La mélodie était envoûtante et la salle si grande, pour ces deux jeunes filles, l'une installée fièrement au piano, jouant avec aisance, l'autre, qui débuta une danse maîtrisée. Pandore contrôlait son corps avec perfection, et chacun de ses mouvements était élégant et séduisant, imposant de grâce et légèreté. Elle s'adaptait complètement au rythme d'Hëna, et on sentait en elle tant de maîtrise et de sérieux, et pourtant son improvisation se montrait totalement unique. Elle était d'une affolante splendeur, captant l'entière attention d'Hëna qui se sentit vaciller.

Lorsque la musique se finit, Pandore reprit sa posture naturelle et se recoiffa comme si rien ne s'était passé, et Hëna resta sans voix.

- C'est bon, tu peux y aller désormais, commenta Pandore, l'invitant une fois de plus à partir.

Hëna leva ses yeux maquillés vers elle, puis feuilleta les partitions sur le pupitre de l'instrument, ignorant sa demande.

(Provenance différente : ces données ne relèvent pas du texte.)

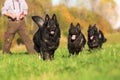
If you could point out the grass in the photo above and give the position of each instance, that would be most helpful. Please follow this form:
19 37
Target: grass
103 64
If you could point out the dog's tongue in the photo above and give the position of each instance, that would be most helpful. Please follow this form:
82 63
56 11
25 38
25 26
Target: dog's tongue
91 38
73 37
52 32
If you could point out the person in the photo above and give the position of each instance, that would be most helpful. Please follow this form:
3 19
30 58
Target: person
16 10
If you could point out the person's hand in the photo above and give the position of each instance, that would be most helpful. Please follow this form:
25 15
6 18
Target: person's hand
22 15
13 16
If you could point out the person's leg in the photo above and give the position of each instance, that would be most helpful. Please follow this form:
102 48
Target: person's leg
9 35
25 37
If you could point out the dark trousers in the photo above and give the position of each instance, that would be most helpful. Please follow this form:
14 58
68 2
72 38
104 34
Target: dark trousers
20 28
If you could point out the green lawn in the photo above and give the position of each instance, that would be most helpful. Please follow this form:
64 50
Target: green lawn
101 64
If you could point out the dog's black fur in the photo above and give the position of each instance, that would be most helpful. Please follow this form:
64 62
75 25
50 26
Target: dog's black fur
46 39
95 37
19 41
76 39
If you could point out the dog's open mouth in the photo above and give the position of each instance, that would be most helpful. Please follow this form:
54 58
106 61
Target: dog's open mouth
73 37
91 37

Elle finit par dire :

- C'est toi qui as commencé à composer quelque chose, ici ?

- Oui.

- Mmhh... Pandore, tu sais que tu es vraiment envoûtante quand tu danses, et très belle, je ne le nierai jamais. Il n'y a aucun doute, tu as tes chances de l'obtenir, ce premier rôle.

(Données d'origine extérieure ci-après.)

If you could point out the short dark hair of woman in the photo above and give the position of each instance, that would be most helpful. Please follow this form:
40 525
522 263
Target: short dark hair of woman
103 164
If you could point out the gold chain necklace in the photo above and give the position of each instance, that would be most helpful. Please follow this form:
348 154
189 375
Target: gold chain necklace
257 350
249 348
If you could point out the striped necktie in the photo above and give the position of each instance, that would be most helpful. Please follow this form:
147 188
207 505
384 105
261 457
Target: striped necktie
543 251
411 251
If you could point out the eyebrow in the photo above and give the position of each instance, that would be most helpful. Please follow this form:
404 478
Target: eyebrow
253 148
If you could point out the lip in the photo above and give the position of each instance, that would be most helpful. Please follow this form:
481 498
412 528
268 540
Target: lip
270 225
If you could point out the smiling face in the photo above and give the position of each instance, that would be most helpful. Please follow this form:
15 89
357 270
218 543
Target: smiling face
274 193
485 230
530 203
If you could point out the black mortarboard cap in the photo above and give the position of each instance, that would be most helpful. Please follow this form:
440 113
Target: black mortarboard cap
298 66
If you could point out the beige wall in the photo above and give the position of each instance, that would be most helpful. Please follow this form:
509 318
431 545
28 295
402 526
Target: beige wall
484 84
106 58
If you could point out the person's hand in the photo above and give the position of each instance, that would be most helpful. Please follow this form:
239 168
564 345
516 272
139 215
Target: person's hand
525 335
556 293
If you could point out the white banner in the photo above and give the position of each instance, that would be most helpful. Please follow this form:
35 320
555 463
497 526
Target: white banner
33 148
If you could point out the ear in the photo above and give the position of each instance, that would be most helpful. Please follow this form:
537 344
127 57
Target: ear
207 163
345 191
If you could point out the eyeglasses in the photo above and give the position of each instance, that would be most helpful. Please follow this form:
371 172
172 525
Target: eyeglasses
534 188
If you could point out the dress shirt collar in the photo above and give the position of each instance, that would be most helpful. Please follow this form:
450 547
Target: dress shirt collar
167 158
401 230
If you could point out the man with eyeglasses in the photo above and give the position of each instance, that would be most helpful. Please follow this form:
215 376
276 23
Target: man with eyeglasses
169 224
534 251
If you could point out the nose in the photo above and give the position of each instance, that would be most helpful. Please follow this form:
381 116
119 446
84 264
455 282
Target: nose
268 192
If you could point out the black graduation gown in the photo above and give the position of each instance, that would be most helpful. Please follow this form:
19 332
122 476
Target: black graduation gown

- Je le sais, acquiesça la jeune fille avec confiance.

Pandore ne pouvait pas croire en l'honnêteté d'Hëna, mais elle croyait en elle-même, et n'avait pas besoin de la validation d'autrui, et encore moins de celle de sa rivale. Hëna se leva, et termina sa phrase :

- Et ces chances, je m'occuperai moi-même de les détruire.

Sur ce, elle créa une étincelle sur la partition de Pandore, qui grandit rapidement, puis elle l'éteint avant que cela prenne réellement feu. Cependant, tout ce que Pandore avait noté était ruiné, brûlé. En quelques secondes seulement. Pandore jura pendant que sa rivale quittait la pièce, le dos droit, et le menton relevé.

La jeune fille se retrouva donc seule, dans le silence et l'odeur de brûlé. Elle avait envie de hurler sa frustration. Elle fouilla donc les feuilles sur l'instrument, et sortit sa copie de l'avancée qu'elle avait déjà faite. Pandore avait toujours été très prévoyante, habituée aux pièges de sa rivale, elle avait appris à toujours avoir deux fois le même brouillon. Cependant, elle se vengera, et Hëna le regrettera.

Pandore continua quelques répétitions de son morceau, jusqu'à ce que la fatigue lui prenne le dessus. Elle décida donc de longer les couloirs en direction de l'internat et de sa chambre, où après s'être démaquillée et changée, elle s'assit à son bureau et commença à relire ses cours de la journée à la lueur d'une bougie.